Transcriber
Approved for data classification level
Using the Transcriber Application
1.1 Find the Application
- Go into the application.
- Use the search function to find Transcriber.
- Click on Transcriber.
1.2 Using the Application
You should now have the following screen:
There are several options here, and it can seem a bit overwhelming. For this example, we will show the "quickest" way to start a transcription.
-
Choose a name for your job: Pick something that will make it easy to find your data later on and distinguish between different jobs. Example: "Transcriber demo 1".
Note: Job and file names cannot include any special characters such as "æøå". -
Select the duration of your job in hours.
- The application can transcribe in 1:1 time, meaning that a 1-hour audio file will take approximately 1 hour to transcribe.
-
We recommend allocating double the length of the audio file. For example, a 1-hour audio file should be allocated 2 hours in the application. This ensures the transcription won't stop during the process.
Note: If you run out of allocated time before your job finishes, the file being transcribed at that point will fail to process. You can allocate more time after starting the job if you suspect time will run out. -
Pick a machine to use: We recommend the machine named
u3-gpu-1
as it performed best in our tests (even better than bigger machines).
Note: Feel free to test this with a few sample files.
- Select the input file:
-
Click the "use" button.
-
Click on the text box to select a file.
-
You will be navigated to your "drives." Click on the folder with your file, or if the file is already listed, simply click "use" on the file you wish to use.
-
In this example, we clicked on the folder "New folder" from before and selected our audio file.
-
Select the output directory:
- We recommend selecting where your output will be saved.
-
Click "use" on "option: --output_dir".
-
Then click the "text box" again and select the folder you want for your transcription output. In this example, we selected the folder "New folder."
Now you are ready to begin your transcription. Click on Submit to start the process.
Note: There are other options you can use, but more information on these can be found in the "Other Options" section.

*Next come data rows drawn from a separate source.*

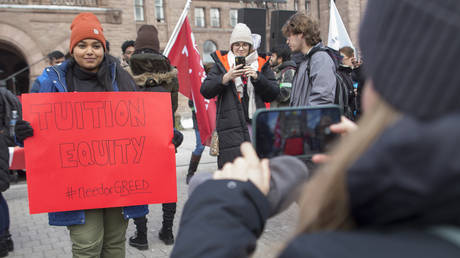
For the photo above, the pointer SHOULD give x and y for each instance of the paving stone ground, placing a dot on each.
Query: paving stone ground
(33, 237)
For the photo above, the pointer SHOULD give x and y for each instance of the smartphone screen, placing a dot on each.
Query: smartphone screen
(240, 60)
(298, 132)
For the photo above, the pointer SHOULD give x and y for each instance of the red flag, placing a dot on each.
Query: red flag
(185, 56)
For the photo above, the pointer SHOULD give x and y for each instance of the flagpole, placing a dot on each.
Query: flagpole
(181, 20)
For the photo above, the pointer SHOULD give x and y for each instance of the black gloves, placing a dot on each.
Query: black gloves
(23, 130)
(178, 138)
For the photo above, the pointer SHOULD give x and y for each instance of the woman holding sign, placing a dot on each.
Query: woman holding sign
(97, 232)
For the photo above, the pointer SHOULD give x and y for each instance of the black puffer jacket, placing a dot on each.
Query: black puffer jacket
(231, 124)
(153, 70)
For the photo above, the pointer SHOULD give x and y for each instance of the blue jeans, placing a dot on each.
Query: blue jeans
(4, 216)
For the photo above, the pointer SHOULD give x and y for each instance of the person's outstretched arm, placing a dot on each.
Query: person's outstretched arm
(222, 218)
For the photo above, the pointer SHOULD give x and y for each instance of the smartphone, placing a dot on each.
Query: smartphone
(240, 60)
(294, 131)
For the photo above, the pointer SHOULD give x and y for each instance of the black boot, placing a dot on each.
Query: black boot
(194, 160)
(9, 242)
(139, 240)
(3, 247)
(165, 234)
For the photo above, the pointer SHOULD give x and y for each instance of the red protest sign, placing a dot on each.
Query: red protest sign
(99, 149)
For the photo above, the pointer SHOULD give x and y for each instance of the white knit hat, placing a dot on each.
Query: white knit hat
(241, 33)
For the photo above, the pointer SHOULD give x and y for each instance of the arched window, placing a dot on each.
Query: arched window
(208, 47)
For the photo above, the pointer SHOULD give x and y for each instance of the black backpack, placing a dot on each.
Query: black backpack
(341, 89)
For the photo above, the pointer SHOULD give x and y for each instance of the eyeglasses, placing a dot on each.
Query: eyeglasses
(243, 45)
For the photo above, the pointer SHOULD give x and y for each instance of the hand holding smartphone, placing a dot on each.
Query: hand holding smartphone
(240, 60)
(294, 131)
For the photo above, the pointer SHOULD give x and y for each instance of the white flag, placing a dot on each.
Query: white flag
(338, 36)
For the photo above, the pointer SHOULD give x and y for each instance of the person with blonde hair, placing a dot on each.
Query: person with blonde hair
(396, 194)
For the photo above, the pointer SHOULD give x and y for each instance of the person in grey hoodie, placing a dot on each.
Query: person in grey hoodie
(314, 82)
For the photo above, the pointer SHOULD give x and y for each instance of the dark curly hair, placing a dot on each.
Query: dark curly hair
(300, 23)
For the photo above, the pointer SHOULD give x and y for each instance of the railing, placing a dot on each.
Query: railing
(14, 1)
(74, 2)
(53, 2)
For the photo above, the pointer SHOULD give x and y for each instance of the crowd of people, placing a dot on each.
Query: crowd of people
(388, 188)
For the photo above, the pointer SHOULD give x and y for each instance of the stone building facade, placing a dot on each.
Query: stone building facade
(29, 29)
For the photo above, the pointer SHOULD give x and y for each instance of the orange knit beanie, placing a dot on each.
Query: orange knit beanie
(86, 26)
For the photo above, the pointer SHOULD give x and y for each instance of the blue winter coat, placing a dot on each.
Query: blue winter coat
(53, 80)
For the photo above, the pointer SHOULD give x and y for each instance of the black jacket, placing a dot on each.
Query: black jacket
(345, 73)
(153, 72)
(231, 124)
(406, 183)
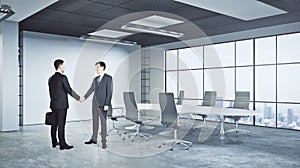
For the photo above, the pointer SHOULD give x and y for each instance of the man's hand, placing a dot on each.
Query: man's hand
(82, 99)
(105, 108)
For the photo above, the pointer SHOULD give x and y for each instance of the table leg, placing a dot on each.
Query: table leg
(222, 131)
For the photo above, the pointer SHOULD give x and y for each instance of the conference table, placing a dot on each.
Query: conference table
(205, 110)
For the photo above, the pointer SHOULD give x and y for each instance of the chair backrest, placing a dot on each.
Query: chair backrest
(209, 98)
(109, 112)
(130, 106)
(168, 109)
(180, 97)
(242, 100)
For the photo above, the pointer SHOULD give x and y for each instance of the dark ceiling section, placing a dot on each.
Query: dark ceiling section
(80, 17)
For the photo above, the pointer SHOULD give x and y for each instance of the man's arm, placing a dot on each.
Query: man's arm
(109, 90)
(68, 89)
(90, 91)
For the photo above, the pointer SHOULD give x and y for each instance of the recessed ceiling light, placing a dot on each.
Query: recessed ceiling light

At this step, you are free to close your computer until Transcriber is done. If you want to ensure everything is running smoothly, wait until a "node" has been assigned and your screen will look something like this:
Once the transcription is complete, you will see something like this:
Note: This is not the actual output of your transcription. The transcription files can be found in the folder you selected for output. The files may look something like this:
You will have several different files with your transcription. The most commonly used formats are .txt
and .docx
. Feel free to explore the formats and choose the one that suits your needs best.
If you'd prefer only one specific output format, refer to the "output_format" section under "Other Options" in this guide.
For further assistance, contact CLAAUDIA at https://serviceportal.aau.dk.
2. Optional parameters
2.1 Option: --output_format
The default setting produces all 8 formats automatically. You can limit the output to a specific format by selecting one of the following:
- CSV: Contains all parameters outputted from the Whisper model.
- SRT: SubRip file format, a widely adopted subtitle format.
- TXT: Pure text file with the transcription.
- VTT: Web Video Text Tracks format, includes timestamps.
- JSON: JavaScript Object Notation.
- TSV: Tab-separated values file containing start, end, and text.
- DOTE: Transcription software developed by the BigSoftVideo team at AAU.
- DOCX: Text file with transcription and speaker recognition.
2.2 Option: --output_model
This option allows you to select the model size. Choices include: - Small: Faster but less accurate. - Medium: Slightly slower, significantly more accurate. - Large: Most accurate but slowest.
The default is the Large model. With a machine featuring 16 vCPUs and 96GB of memory, the transcription speed is roughly the same as the audio length. For example, 1 minute of audio takes roughly 1 minute to transcribe.
2.3 Option: --output_language
This option allows you to specify the language the model will use to evaluate the audio for transcription. The supported languages are available in a dropdown list.
The default setting is for the Whisper model to automatically detect the audio language.
Note: This setting also determines the output language of the transcribed text. The Whisper model will translate audio from multiple languages into the detected or chosen language. For example, if the detected/chosen language is English but the audio includes English, Danish, Spanish, and Greek, the output will be entirely in English.
2.4 Interactive mode
Enabling interactive mode allows the job to run interactively, providing access to the app terminal or a web interface. The web interface provides a JupyterLab workspace where users can work with notebooks.
2.5 Archive password
This will AES encrypt and password-protect the ZIP output archive. The user must specify a password for the archive as a text string.
2.6 Minimum and maximum number of speakers
If the minimum or maximum number of speakers is known in advance these options can be used to in some cases increase the accuracy of the speaker diarization.
2.7 Merge consecutive text entries from the same speaker (Recommended)
This option enables you to combine consecutive text entries from the same speaker. When the transcription model detects the same speaker across multiple entries, it merges the text into a single, continuous block, resulting in a more reader-friendly output. Setting this option to "True" generates additional output formats in docx, dote, json, and csv, named filename_merged. These files are created alongside the original formats and will not replace them. Note: To enable this option, scroll down in the optional parameter window until the setting becomes visible.